U.S. court appeals says Colorado can enforce its Amazon tax law

By Staff Writer | Feb 23, 2016 04:03 AM EST

Amazon already announced that they will be charging sales tax to Colorado customers, beginning on February 1, 2016. But recently, the US court appeals decided to endorse a Colorado law designed to make it convenient for the state to collect sales taxes on out-of-state purchases over the Internet.

According to The Washington Post, a federal appeals court promoted a Colorado law that aims to make the buying of products online and collecting of taxes for the purchase easier for consumers. The ruling by the U.S. Court of Appeals for the 10th Circuit in Denver overturns a lower court decision to block the state from enforcing its Amazon tax law, which stands for its online retailer Amazon.com.

The court ruling is considered to be a success for states asking to strengthen and increase the revenue by making sure that the online consumers would pay their taxes for their online purchases. But then the Direct Marketing Association, which is a trade group that questioned the 2010 law, considers this to have a negative impact on them.

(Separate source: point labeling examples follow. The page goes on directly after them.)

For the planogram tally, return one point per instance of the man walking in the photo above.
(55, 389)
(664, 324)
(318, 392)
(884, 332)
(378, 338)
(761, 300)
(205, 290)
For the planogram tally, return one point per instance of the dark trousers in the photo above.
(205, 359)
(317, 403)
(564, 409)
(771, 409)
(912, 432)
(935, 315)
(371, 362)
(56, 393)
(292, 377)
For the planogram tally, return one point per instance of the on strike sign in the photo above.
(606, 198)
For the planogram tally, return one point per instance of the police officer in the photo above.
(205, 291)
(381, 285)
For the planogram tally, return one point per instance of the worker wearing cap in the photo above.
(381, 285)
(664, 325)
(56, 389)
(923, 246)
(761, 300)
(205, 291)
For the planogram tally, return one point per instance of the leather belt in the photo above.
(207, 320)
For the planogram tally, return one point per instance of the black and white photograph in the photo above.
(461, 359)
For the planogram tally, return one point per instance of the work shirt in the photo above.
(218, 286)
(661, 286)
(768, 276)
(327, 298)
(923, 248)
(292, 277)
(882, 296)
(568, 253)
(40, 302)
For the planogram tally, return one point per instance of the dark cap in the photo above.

The Amazon tax law makes sure that retailers which do not collect sales taxes should always be reminded to report transactions to customers and state tax authorities. The law also seeks to encourage online shoppers, some unaware of their responsibilities when shopping online, to pay their taxes.

A submitted court papers by Colorado wrote that the failure to shell out the designated amount of tax will pay the fines of over $170 million of tax revenue in 2012. With that, the law experts claimed that the nationwide loss might also increase into $11 billion.

Yahoo! News reported that DMA claimed that the Amazon tax law violated the Commerce Clause of the U.S. Constitution. A federal district judge even agreed in 2012 that the 1992 Supreme Court decision banned the states from collecting taxes from retailers with out-of-state purchases.

However, in the recent ruling, Circuit Judge Scott Matheson stated that the 1992 court ruling applied narrowly to tax collections. The district judge was also wrong to extend its reach to reporting obligations. "Reporting requirements are designed to increase compliance with pre-existing tax obligations," Matheson wrote. He added, "DMA has not shown the Colorado law imposes a discriminatory economic burden on out-of-state vendors."

DMA's vice president of advocacy, Chris Oswald, also claimed that his group is still reassessing the court decision. A spokesperson for Colorado, Attorney General Cynthia Coffman, who found out means to defend the law, on the other hand, made no comment regarding the decision, as reported by Reuters.

Meanwhile, the 10th Circuit decision includes the states of Colorado, Kansas, New Mexico, Oklahoma, Utah, and Wyoming. Amazon is now allowed to make charges on purchases by the residents of Colorado.